“[…] como o primeiro sussurro de um vento que cresce. ‘O horror! O horror!’”

                                                                                                  Joseph Conrad

 

Um dos mais conhecidos artigos de Roland Barthes leva o seguinte e curioso título: “Por onde começar?”. No fundo, é a pergunta que todo autor responde assim que começa a escrever e, sobretudo, antes mesmo de iniciar um texto. Mas a pergunta, por si só, é instigante, especialmente quando o tema é asperamente esférico e angustiosamente doloroso, como é o caso da violência gratuita contra os indefesos. É como visitar o coração das trevas — para lembrar o famoso título de Conrad.

A indefensável truculência de um batalhão da Polícia Militar de Pernambuco nos protestos contra o Governo Federal deixou um rastro de indignação na sociedade. Não se trata de opinião política ou de coloração partidária. O caso é uma completa afronta à cidadania e, por extensão, à democracia. O horror se torna mais horror quando se sabe que obedeceu a um desenho previamente traçado. Ou seja, uma violência que, por assim dizer, foi e não foi gratuita. Até uma criança sabe que forças policiais e militares se pautam por ordens, por disciplina, por estratégias. Imaginar que esse tipo de violência é gratuito desconsidera a óbvia cadeia de comandos de uma operação.

É evidente que a agressão, o surto de barbárie, torna-se ainda mais significativo se considerarmos que ocorreu numa unidade da Federação que “por acaso”(!) é de oposição ao governo central. A surpresa do golpe, porque foi um golpe, contra a passeata, eis o núcleo do mal-estar maior. Logo ficou evidente que a ordem não partira do governador de Pernambuco. Enfim, a provocação foi clara. Resta se saber (se é que se saberá) se o desenho de tal golpe foi algo espontâneo e autóctone ou, pior, orquestrado remotamente. Noutras palavras, se pura simpatia fascistoide ou se submissão a uma orientação da mesma natureza vinda sabe Deus de onde.

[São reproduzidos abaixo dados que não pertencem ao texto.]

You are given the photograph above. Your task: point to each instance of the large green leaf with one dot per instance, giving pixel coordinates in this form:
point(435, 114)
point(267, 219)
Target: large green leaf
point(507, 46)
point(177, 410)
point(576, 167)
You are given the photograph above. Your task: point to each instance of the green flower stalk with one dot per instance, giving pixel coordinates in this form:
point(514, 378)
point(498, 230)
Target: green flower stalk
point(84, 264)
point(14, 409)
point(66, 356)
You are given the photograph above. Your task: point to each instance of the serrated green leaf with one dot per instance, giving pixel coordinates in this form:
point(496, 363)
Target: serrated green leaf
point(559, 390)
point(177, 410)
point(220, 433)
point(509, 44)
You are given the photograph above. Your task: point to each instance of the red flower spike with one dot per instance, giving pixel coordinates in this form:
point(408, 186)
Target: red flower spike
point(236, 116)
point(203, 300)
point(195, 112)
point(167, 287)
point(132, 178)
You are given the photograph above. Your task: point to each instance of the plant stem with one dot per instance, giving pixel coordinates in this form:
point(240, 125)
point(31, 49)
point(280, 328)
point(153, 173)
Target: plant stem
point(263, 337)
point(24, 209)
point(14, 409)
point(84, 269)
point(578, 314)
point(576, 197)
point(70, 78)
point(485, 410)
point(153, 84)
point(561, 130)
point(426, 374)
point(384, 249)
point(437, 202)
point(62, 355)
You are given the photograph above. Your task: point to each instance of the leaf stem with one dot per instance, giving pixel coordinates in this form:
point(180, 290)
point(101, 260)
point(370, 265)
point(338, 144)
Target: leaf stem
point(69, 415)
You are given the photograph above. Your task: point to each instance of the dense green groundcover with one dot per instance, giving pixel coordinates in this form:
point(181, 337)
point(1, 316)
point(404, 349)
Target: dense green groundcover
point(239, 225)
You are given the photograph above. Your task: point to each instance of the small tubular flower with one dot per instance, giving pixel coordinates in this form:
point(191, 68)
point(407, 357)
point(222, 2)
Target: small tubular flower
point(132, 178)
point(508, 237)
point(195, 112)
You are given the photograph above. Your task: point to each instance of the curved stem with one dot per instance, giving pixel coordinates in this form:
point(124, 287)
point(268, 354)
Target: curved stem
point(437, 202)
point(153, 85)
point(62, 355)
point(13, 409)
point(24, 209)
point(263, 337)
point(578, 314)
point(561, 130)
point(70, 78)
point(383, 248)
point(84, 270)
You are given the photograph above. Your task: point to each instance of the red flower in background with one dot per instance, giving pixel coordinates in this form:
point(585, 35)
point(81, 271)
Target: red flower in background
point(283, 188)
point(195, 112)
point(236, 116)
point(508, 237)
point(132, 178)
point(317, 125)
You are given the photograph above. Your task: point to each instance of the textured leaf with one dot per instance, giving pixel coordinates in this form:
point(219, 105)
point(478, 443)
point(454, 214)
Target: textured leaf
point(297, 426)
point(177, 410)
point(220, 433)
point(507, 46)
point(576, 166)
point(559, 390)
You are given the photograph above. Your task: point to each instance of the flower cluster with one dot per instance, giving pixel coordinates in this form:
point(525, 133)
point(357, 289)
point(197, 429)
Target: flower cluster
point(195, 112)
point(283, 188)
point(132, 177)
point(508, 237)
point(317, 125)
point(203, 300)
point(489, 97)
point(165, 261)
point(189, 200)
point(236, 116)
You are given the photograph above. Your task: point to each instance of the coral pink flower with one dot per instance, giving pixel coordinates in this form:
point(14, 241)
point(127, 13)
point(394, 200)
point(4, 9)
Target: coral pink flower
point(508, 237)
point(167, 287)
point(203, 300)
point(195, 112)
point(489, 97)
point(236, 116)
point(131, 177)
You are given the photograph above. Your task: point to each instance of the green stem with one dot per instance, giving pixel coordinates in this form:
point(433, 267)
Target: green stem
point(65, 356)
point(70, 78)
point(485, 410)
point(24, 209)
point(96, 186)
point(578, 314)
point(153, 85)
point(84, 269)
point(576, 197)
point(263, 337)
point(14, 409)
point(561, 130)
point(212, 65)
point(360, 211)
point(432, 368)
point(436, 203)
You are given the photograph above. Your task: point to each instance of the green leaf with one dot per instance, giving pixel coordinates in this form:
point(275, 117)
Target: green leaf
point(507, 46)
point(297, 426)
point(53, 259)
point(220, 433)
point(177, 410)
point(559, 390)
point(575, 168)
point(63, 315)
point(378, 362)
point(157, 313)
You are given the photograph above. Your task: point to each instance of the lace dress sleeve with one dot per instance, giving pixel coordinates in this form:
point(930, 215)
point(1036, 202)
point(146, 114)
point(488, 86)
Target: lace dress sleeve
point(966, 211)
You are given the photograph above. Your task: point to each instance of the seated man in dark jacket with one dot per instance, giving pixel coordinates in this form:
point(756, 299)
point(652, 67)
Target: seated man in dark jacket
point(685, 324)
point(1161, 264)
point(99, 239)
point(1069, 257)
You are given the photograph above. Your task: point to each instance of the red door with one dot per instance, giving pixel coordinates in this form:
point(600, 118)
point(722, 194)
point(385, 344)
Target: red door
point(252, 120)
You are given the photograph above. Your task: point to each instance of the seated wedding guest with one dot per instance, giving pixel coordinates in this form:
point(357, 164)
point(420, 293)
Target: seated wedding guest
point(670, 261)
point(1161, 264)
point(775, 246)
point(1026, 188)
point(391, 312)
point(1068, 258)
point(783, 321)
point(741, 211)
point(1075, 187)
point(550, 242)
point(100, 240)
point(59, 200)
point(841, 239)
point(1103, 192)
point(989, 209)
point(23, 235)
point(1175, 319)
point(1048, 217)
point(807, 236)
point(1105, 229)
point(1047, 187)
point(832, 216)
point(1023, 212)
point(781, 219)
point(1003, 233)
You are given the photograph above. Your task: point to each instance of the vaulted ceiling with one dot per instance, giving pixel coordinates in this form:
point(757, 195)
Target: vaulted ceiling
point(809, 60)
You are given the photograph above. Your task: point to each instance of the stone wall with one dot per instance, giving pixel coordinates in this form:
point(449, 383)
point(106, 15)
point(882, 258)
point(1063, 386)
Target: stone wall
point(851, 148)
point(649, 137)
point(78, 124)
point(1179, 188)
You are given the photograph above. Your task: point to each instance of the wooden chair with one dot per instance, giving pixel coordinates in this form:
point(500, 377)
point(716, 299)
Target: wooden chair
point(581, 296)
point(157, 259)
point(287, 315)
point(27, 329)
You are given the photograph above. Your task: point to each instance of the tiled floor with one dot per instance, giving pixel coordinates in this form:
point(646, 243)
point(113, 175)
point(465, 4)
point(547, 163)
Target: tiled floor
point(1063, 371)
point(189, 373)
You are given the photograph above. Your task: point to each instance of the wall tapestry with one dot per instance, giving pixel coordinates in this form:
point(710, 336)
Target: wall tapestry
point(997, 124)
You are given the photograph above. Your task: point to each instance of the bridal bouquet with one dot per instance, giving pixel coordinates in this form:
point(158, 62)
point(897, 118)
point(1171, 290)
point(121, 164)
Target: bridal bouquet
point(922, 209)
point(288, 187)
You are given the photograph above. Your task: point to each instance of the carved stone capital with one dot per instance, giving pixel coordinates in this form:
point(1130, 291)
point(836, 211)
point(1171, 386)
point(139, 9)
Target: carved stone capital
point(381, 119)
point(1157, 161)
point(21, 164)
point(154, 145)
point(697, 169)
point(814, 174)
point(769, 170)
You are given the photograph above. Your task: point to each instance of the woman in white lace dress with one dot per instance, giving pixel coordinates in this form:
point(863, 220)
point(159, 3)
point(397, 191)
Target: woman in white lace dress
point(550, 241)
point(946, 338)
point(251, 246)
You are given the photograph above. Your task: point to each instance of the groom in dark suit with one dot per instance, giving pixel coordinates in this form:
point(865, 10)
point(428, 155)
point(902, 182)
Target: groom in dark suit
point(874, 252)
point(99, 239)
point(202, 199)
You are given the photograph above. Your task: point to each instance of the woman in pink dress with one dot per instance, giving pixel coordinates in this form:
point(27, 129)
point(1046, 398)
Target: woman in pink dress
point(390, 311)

“O horror! O horror!” são as palavras da personagem de Conrad ao final do seu romance acima evocado. É num horror semelhante que começamos a afundar. Rupturas institucionais aparentemente pequenas podem, sim, anunciar a ruptura total contra a ordem e a Constituição. Na água apenas morna ou ainda fria, o sapo da anedota mal sabe que, aos poucos, virá a fervura que o levará à morte.

Alguns dias depois, assisti na TV a uma cena do mesmo episódio tão hedionda quanto as que foram imediatamente divulgadas. Um dos feridos, amparado por uma advogada, com seu olho sangrando muito, sofre uma nova dor, dessa vez moral: a omissão de socorro de uma viatura do Batalhão de Rádio Patrulha. Os policiais param a viatura, mas ficam completamente indiferentes ao sofrimento da vítima. Não chamam por socorro nem muito menos se oferecem para levar a vítima na própria viatura a um serviço de emergência. Era como se assistissem a um filme de um país distante.

O Batalhão de Rádio Patrulha, criado em 1950, tem como um de seus slogans, pelo que se vê na internet, as seguintes palavras: “Nossa presença, sua segurança”, uma tranquilizadora promessa. Mas há outras pérolas que citarei aqui. São as que encontro no hino da corporação, cuja música é de Nelson Ferreira e cuja letra é do poeta Austro-Costa (meu tio por afinidade), ambos, como se sabe, já falecidos e que, tanto na música quanto na poesia, deixaram um importante e inesquecível legado. Hinos exaltam e glorificam, é sua missão simbólica, e o que os dois amigos, Austro e Nelson, criaram não é diferente. No hino, há um coro que se faz refrão: “Sentido! Alerta, patrulheiros! / Pelo dever de bem servir, / Juntemos sempre, companheiros, / A urbanidade ao pronto agir!”.

Vendo na TV as cenas de ostensiva omissão, pensei duramente em que estado teria ficado o poeta se soubesse como ironicamente seus versos foram desmentidos. Que polícia é essa que, estando presente, nenhuma segurança oferece, em especial quando se trata de fazer um gesto humanitário?

Por onde terminar? Infelizmente, o drama e o horror não terminam aqui nem naquele dia humilhante para Pernambuco. É preciso respostas e coragem ante a violência fascista que vem tomando o País. Só uma coisa me parece clara: o termos assistido, no coração do Recife, a um hino vivo a essa violência. A letra desse hino sombrio tem apenas uma palavra: covardia.